Wednesday, February 07, 2007

over 60% performance boost for "tar xf"

"tar" is a commonly used single threaded utility for generating and extracting archives. With recent advances in filesystem implementations like e.g. Sun Solaris' ZFS, I read several time the wish that tar really should be multi-threaded to get better performance.

Well, I gave it a shot and wrote a preloadable binary patch that hands of write and close requests to worker threads. Unfortunately, I don't have a ZFS with many spindles, but I wanted to know if there might be a performance boost. So I tried it on a memory based TMPFS on a 4 processor Sun Fire V440 with 16GB of RAM running Solaris. I extracted a 1GB tar file first with the patched version of tar and then in single threaded mode. Result: over 60% performance improvement for the multi-threaded version.

I'd say it was worth the effort writing the patch. If you'd like to use it, too, you can get it here.

Thursday, July 20, 2006

Scalability prediction with sysstat

"How many users can run their applications on this machine?"

This kind of question comes up often, but determining a precise value is hard. A key metric for getting this number is the amount of memory needed by every user. Unfortunately it's difficult to find out how much memory this is, because certain pages (e.g. code, read-only data) are shared among different processes on Solaris, which is of course a Good Thing TM.

In most cases the highest impact on exclusively used memory have stack and heap. So if you are curious how much heap and stack your users are using, try sysstat. You can get it here.

I'd be happy to hear from you, if you simply like sysstat, want to report a bug, or have a proposal for an enhancement.

Thursday, May 11, 2006

The network is the system... - the computer, says Sun.

Well, I think so, too. So I gave my sysstat utility a major overhaul and added multicast support. Now one can monitor several machines on the network from a single terminal or as soon marketing might say, the whole computer - really convenient!

Just start sysstat with option -d on all machines, you want to monitor. Then start it without an option. Then all hosts were a sysstat were started will pop up - even the ones were a colleage started it (with or without option -d).

Get it here.

Monday, May 08, 2006

What drills, scales, and OSs have in common...

In the past week I had an interesting discussion in a German Usenet group. The person who started the thread, actually had a question about broken core files of a multithreaded application on Linux. I pointed him to this LWN article (section: "write(), thread safety, and POSIX") to emphasize that Linux has several
shortcomings in this area and told him that he might be hitting one of them.

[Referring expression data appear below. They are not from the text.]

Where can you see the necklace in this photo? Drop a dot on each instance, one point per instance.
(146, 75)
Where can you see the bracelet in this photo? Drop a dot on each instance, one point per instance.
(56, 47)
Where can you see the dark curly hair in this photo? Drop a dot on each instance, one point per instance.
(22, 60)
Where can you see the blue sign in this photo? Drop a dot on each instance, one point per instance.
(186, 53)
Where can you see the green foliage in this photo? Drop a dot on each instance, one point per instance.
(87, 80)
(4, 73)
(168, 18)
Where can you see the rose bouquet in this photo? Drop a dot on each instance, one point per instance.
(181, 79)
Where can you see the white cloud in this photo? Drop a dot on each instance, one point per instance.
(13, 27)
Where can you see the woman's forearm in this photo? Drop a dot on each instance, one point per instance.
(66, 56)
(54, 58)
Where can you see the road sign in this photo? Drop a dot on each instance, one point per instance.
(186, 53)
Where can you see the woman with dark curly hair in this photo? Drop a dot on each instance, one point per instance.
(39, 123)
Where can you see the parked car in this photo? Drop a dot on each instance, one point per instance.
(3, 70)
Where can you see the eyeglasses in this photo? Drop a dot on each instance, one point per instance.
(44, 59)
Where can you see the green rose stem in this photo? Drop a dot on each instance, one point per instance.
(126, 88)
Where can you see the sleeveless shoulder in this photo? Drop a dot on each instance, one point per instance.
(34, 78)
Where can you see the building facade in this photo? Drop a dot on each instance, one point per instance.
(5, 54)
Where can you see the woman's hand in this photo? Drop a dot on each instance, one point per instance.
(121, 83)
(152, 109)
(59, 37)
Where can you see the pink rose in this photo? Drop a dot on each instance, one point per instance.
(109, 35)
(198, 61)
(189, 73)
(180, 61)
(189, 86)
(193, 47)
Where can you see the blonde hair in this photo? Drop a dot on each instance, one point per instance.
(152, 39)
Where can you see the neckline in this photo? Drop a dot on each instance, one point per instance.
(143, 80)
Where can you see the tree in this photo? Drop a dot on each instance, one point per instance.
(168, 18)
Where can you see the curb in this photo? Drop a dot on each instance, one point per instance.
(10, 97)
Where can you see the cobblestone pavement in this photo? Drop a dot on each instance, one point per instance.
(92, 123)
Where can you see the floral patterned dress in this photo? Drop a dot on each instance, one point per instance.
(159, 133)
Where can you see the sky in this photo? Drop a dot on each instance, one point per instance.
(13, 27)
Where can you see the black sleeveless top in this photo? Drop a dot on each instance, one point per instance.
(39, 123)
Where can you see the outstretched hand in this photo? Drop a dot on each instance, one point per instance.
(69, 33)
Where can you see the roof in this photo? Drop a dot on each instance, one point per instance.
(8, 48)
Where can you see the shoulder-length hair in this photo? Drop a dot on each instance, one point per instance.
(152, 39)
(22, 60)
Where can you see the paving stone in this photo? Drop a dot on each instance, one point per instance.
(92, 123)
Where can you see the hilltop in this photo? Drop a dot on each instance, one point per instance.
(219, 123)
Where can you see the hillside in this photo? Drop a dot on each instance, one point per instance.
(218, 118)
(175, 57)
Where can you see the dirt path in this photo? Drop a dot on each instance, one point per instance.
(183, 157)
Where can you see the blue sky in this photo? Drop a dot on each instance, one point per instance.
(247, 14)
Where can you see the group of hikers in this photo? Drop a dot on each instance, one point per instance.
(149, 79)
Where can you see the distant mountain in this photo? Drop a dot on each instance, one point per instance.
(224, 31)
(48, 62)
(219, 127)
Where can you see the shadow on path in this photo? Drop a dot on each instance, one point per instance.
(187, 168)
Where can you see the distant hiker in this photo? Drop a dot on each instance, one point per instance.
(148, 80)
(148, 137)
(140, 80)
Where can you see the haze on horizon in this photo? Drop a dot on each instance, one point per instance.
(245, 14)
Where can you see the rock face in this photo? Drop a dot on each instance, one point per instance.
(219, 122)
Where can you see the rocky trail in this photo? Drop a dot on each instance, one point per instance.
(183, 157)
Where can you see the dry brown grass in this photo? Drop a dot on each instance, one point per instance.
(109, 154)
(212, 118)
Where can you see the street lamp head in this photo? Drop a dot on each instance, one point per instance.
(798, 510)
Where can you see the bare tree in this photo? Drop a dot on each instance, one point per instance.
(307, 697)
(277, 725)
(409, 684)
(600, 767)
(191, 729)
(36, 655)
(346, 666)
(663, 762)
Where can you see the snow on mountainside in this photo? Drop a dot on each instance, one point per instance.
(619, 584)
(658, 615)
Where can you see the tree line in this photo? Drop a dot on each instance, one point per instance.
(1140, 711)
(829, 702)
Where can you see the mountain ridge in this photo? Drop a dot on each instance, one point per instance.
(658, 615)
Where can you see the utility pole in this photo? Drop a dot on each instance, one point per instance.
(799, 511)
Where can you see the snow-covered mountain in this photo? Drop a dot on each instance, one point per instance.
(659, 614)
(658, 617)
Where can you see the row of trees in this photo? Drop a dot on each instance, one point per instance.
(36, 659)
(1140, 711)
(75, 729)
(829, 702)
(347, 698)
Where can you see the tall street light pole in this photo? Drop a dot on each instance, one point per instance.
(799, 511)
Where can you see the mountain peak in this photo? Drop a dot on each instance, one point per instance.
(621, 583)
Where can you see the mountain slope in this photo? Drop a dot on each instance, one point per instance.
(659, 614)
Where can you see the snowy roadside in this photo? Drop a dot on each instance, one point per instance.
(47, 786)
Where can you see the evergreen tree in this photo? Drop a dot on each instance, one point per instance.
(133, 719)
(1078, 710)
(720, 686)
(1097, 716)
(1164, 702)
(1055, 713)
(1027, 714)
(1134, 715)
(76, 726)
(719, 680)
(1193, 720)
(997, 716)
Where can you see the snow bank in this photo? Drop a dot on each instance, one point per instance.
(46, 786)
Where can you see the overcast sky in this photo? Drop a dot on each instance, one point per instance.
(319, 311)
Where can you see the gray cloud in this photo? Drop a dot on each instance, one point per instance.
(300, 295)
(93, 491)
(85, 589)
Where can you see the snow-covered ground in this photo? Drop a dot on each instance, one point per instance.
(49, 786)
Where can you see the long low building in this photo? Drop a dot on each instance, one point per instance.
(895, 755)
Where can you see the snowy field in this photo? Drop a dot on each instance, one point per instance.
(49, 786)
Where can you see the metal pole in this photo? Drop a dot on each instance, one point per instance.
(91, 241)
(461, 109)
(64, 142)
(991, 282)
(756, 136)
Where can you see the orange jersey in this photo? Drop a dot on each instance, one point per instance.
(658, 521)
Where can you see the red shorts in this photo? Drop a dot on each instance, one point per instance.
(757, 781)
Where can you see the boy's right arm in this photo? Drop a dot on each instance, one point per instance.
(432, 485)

In the following discussion (never say that Linux has a weakness), someone pointed out that writing to one and the same file from multiple threads without explicit mutual exclusion is a 'fringe case'. Therefore, his reasoning was that, although Linux was in violation of the SUS spec, support for atomic writes wouldn't be worth the effort. I remind him that SUS requires write, not only to be thread-safe, but additionally, to be async-signal-safe, and that one cannot ensure atomicity of writes within signal handlers using mutexes. His response was that using write from a signal was bad design and therefore also need not be supported. After saying that writing log messages or transactions to a file from multiple threads are applications that really need this support, especially when file descriptors are shared among independent processes, I didn't get another answer.

Obviously one can argue about fixing this issue, because most applications can work around it. So, while I believe any violation of the SUS spec is a bug that should be fixed, there are people, especially among the Linux kernel developers, that disagree. So it really seems to be a matter of taste.

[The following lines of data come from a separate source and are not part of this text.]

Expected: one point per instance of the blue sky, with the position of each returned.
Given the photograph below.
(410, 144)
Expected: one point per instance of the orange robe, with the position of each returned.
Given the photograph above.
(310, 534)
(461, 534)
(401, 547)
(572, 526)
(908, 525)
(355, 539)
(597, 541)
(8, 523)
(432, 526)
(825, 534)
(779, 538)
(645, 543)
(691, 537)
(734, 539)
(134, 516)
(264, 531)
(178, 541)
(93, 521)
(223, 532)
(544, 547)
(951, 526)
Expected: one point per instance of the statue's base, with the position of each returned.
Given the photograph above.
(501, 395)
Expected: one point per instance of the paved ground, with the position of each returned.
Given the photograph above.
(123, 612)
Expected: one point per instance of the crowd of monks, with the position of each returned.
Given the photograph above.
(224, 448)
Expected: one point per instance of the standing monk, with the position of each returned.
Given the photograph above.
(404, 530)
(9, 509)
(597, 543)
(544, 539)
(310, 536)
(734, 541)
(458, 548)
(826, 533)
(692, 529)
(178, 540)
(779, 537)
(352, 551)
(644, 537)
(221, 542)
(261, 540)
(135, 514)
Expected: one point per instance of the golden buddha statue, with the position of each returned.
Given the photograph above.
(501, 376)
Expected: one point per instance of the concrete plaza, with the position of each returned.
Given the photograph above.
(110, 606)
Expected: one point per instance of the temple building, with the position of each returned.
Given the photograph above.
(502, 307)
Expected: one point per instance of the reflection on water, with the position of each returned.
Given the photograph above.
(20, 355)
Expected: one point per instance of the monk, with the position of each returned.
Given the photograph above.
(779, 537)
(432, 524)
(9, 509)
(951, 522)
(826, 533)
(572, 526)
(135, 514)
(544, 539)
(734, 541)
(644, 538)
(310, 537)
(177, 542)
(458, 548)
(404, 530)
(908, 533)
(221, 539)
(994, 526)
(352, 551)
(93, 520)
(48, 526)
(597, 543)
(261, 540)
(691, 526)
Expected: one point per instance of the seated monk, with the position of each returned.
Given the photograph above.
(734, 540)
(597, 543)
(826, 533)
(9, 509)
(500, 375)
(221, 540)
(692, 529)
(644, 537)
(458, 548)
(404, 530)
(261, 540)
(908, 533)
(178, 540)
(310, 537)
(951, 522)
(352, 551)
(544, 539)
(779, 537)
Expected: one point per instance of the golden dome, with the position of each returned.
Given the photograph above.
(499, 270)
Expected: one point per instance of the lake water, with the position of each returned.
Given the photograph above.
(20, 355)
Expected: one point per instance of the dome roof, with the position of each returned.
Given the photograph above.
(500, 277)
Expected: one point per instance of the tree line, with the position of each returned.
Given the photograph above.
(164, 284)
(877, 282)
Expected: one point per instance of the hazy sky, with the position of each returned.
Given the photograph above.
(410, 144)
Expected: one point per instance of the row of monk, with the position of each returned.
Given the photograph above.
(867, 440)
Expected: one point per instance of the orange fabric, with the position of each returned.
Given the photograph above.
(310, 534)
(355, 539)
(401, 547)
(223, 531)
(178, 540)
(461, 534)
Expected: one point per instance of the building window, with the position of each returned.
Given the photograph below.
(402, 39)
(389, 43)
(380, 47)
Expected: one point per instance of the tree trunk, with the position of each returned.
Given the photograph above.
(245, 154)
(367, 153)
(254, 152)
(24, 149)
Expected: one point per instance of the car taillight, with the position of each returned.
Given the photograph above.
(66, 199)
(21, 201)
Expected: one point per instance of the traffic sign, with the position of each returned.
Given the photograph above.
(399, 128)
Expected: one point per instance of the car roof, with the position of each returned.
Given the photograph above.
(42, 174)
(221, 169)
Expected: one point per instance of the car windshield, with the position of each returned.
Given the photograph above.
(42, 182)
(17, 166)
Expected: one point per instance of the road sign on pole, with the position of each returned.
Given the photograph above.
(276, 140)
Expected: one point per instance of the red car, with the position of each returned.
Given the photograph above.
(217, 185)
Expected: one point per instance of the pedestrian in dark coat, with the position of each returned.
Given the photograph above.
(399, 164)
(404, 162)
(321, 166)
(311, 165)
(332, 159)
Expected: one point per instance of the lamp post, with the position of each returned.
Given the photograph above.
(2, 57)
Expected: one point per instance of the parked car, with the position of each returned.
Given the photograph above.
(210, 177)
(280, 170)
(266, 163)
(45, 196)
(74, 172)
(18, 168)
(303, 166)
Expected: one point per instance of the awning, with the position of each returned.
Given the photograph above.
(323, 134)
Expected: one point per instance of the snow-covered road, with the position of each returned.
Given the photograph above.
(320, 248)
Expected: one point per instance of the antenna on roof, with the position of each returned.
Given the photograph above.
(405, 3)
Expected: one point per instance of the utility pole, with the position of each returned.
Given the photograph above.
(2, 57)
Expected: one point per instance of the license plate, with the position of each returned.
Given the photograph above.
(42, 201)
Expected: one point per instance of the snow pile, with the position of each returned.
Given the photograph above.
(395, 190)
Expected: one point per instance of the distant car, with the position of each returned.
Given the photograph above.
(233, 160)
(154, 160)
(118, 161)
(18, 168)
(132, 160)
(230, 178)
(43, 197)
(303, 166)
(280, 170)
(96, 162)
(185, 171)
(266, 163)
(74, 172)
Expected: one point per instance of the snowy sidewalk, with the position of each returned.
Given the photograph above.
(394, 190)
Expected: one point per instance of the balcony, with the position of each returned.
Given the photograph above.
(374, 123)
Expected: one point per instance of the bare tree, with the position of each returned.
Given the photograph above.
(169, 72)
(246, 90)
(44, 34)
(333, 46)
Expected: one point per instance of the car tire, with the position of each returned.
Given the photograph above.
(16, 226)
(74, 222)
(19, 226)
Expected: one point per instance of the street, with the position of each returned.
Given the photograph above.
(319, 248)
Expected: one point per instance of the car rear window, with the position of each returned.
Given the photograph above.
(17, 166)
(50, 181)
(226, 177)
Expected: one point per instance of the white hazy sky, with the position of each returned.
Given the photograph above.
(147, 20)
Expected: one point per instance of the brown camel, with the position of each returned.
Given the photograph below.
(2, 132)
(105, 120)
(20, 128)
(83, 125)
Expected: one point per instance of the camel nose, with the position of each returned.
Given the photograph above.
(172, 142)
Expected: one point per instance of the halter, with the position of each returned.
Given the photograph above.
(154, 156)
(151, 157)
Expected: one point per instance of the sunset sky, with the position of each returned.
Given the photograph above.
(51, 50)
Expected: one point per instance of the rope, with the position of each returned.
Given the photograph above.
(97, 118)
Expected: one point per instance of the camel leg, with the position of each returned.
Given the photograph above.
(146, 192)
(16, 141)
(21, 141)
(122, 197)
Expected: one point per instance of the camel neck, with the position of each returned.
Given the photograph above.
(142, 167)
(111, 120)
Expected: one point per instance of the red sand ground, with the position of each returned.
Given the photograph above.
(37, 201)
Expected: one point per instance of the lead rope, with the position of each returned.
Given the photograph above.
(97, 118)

Thinking about this for some time, this situation strongly reminded me of people, who believe that their 10 Euro bathroom scales from the discounter around the corner, really has 100g precision or the one in the kitchen even 1g. Yes, they show weight in a 1g or 100g granularity, but the precision is usually (unless you spend a premium) much worse. Even, if one had a kilogram of diamonds or gold, you wouldn't be weighing them with such a scale, would you? ;-)

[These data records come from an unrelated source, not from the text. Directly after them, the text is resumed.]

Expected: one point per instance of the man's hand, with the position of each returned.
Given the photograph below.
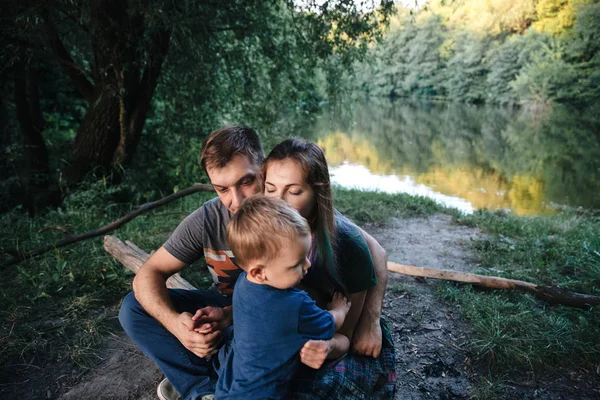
(210, 318)
(366, 340)
(315, 352)
(201, 344)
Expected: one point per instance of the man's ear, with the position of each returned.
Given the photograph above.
(257, 272)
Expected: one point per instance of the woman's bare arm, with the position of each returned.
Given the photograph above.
(367, 334)
(315, 352)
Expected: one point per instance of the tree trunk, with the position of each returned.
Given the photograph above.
(112, 127)
(97, 136)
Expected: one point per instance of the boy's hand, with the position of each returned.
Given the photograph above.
(315, 352)
(201, 344)
(210, 318)
(339, 303)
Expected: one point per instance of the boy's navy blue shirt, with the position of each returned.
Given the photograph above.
(270, 327)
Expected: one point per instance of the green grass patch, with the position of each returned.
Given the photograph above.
(513, 329)
(56, 306)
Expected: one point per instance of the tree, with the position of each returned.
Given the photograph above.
(114, 53)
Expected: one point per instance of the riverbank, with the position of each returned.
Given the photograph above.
(60, 333)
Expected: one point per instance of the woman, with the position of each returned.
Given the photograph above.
(297, 172)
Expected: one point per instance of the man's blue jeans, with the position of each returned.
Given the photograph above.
(189, 374)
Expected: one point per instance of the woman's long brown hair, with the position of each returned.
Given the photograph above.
(311, 160)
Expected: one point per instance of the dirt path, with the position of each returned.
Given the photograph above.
(431, 338)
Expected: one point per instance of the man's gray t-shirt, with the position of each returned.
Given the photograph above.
(204, 233)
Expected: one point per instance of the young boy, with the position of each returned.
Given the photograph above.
(272, 320)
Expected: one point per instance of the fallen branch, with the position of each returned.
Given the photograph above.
(132, 257)
(548, 293)
(197, 187)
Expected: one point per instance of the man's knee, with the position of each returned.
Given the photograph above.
(129, 309)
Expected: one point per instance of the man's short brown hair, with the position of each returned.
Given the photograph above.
(256, 230)
(225, 143)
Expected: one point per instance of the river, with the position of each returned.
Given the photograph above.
(529, 161)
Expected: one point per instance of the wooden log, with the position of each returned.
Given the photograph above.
(548, 293)
(70, 239)
(132, 257)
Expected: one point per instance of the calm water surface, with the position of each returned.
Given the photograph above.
(468, 157)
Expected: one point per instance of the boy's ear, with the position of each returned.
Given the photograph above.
(257, 272)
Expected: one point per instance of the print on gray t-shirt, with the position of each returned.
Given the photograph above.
(204, 233)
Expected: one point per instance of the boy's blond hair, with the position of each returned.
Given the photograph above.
(256, 230)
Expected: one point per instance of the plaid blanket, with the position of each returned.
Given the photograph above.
(352, 376)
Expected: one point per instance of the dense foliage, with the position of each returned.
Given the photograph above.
(517, 51)
(85, 84)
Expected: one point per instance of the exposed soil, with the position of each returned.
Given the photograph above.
(431, 338)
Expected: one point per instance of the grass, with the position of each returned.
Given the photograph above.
(60, 305)
(513, 329)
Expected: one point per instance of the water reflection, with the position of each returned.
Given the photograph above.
(359, 177)
(490, 157)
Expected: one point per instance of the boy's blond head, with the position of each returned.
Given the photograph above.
(256, 230)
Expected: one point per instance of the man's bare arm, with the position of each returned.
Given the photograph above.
(150, 288)
(367, 335)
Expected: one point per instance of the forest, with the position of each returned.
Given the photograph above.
(510, 52)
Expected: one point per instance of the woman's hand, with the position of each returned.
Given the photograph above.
(315, 352)
(366, 340)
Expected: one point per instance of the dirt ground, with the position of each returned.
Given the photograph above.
(431, 338)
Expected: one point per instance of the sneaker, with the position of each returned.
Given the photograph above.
(166, 391)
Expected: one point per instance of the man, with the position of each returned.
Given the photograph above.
(165, 324)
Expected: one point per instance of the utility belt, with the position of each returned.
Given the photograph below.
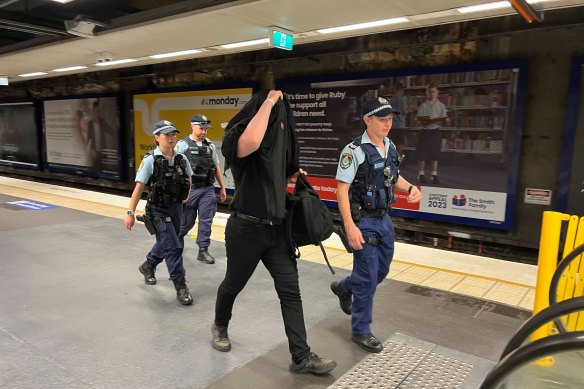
(374, 212)
(201, 184)
(152, 223)
(357, 212)
(257, 220)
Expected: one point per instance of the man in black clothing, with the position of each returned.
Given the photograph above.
(260, 146)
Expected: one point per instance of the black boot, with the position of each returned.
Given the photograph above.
(204, 256)
(182, 292)
(148, 271)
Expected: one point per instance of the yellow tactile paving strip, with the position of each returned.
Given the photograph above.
(501, 291)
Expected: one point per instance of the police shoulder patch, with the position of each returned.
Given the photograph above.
(346, 160)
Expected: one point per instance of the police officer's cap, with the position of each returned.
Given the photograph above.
(201, 120)
(163, 127)
(378, 107)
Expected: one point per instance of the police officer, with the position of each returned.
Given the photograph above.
(203, 157)
(260, 146)
(169, 176)
(367, 175)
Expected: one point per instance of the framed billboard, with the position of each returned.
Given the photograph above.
(19, 135)
(479, 143)
(218, 104)
(82, 136)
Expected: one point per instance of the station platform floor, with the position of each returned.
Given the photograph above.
(75, 312)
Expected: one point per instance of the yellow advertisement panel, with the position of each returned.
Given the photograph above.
(219, 105)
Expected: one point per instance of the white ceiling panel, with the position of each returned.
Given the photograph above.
(212, 27)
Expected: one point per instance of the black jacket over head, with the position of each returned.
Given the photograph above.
(261, 177)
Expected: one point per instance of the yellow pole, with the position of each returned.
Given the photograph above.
(547, 262)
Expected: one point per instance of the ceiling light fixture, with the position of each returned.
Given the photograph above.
(32, 74)
(245, 43)
(118, 62)
(492, 6)
(175, 54)
(70, 68)
(360, 26)
(484, 7)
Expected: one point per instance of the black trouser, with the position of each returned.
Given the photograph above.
(247, 243)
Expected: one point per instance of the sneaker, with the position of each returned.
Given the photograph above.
(204, 256)
(148, 271)
(345, 299)
(220, 340)
(313, 364)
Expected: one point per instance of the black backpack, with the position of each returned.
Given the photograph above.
(309, 219)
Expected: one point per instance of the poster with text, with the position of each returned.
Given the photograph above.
(218, 105)
(83, 136)
(18, 135)
(471, 177)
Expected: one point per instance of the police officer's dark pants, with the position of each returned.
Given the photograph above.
(247, 243)
(370, 267)
(204, 202)
(167, 245)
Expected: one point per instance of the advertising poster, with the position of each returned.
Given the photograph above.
(571, 180)
(83, 136)
(18, 135)
(476, 164)
(218, 105)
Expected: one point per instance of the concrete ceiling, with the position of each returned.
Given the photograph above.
(126, 31)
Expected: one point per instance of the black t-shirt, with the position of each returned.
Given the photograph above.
(260, 178)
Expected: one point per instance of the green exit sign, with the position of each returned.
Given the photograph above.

The same accounts for drills: you can get a percussion drill for as low as 30 Euro. The other end is possibly available from Hilti, who is able to charge two to three thousand Euro. But the professional ones are made for running continuously 10 hours a day, 365 days a year, the specified output power really goes into drilling and not into creating noise, and more.

OSs nowadays come for free, so they all seem to have the same price. But although Linux has a system call named write, it doesn't mean that it conforms to POSIX although it might even have the same API. Remember, write can be implemented differently, as weighing masses can be, too. So why not use the right tool for the problem at hand? Have you ever heard of a craftsman being fond of working with a 50 Euro drill from a discounter? Some might have tried and they stay really silent, because they found out that it is much more expensive, if you take the
shortcomings into account.

So work like a professional craftsman and employ an OS that is build for multithreaded applications, makes guarantees about write and every other systemcall, comes with detailed documentation and source code. Use Solaris.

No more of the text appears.